The formula for "Summation of 1.05^n/n^5" is:
∑(1.05^n/n^5) = 1 + 1.05/1^5 + 1.05^2/2^5 + 1.05^3/3^5 + ... + 1.05^n/n^5
To calculate "Summation of 1.05^n/n^5", you need to plug in the value of n into the formula and then add all the terms together. For example, if n=3, the calculation would be:
∑(1.05^n/n^5) = 1 + 1.05/1^5 + 1.05^2/2^5 + 1.05^3/3^5 = 1 + 1.05/1 + 1.05^2/32 + 1.05^3/243 = 1 + 1.05 + 0.033 + 0.004 = 2.087
The pattern in "Summation of 1.05^n/n^5" can be seen in the powers of 1.05 and the powers of n. As n increases, the powers of 1.05 also increase, but at a slower rate. This leads to a decreasing pattern in the terms of the summation.

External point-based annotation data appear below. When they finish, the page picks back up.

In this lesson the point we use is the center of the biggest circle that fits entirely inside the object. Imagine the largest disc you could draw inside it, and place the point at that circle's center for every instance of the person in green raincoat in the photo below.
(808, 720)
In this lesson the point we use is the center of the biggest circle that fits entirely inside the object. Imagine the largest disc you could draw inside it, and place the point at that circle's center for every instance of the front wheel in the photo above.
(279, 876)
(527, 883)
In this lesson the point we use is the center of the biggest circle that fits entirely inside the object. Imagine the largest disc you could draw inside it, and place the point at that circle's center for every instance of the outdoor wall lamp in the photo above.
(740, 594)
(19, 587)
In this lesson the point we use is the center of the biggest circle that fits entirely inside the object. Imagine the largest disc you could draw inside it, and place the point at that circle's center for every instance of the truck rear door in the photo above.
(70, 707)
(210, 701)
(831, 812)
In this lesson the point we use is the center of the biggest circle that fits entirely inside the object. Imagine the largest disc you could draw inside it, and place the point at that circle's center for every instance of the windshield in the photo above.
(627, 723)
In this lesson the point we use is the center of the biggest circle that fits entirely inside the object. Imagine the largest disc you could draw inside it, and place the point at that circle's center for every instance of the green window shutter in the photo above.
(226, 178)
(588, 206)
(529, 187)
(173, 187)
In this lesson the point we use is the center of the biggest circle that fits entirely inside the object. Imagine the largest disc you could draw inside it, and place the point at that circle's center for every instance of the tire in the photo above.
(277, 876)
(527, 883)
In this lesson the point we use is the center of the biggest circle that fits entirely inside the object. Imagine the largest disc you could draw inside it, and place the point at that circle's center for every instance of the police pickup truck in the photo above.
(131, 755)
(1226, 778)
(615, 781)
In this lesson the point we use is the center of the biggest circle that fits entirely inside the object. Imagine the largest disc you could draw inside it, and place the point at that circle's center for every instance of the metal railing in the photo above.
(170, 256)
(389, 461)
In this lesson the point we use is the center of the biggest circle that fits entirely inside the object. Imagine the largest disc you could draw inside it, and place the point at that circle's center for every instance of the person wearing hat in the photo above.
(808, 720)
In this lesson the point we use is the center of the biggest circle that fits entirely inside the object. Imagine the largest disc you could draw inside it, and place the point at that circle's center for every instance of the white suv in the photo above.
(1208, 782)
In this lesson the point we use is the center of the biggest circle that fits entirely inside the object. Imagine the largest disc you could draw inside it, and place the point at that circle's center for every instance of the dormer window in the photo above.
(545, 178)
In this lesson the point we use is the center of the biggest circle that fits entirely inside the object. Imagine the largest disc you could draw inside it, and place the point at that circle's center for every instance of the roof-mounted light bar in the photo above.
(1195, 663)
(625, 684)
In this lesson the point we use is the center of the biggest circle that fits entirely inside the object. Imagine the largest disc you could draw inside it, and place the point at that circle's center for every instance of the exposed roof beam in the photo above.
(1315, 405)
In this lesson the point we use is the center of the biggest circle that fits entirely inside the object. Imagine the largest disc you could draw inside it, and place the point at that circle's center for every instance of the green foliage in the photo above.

The limit of "Summation of 1.05^n/n^5" as n approaches infinity is 1. This means that as n gets larger and larger, the sum of all the terms in the series will approach 1 as the terms become smaller and smaller.
Yes, "Summation of 1.05^n/n^5" can be used in various real-world applications such as finance, population growth, and physics. The formula can model the compound interest in investments, the population growth of a species, and the distance traveled by an object under constant acceleration, among others.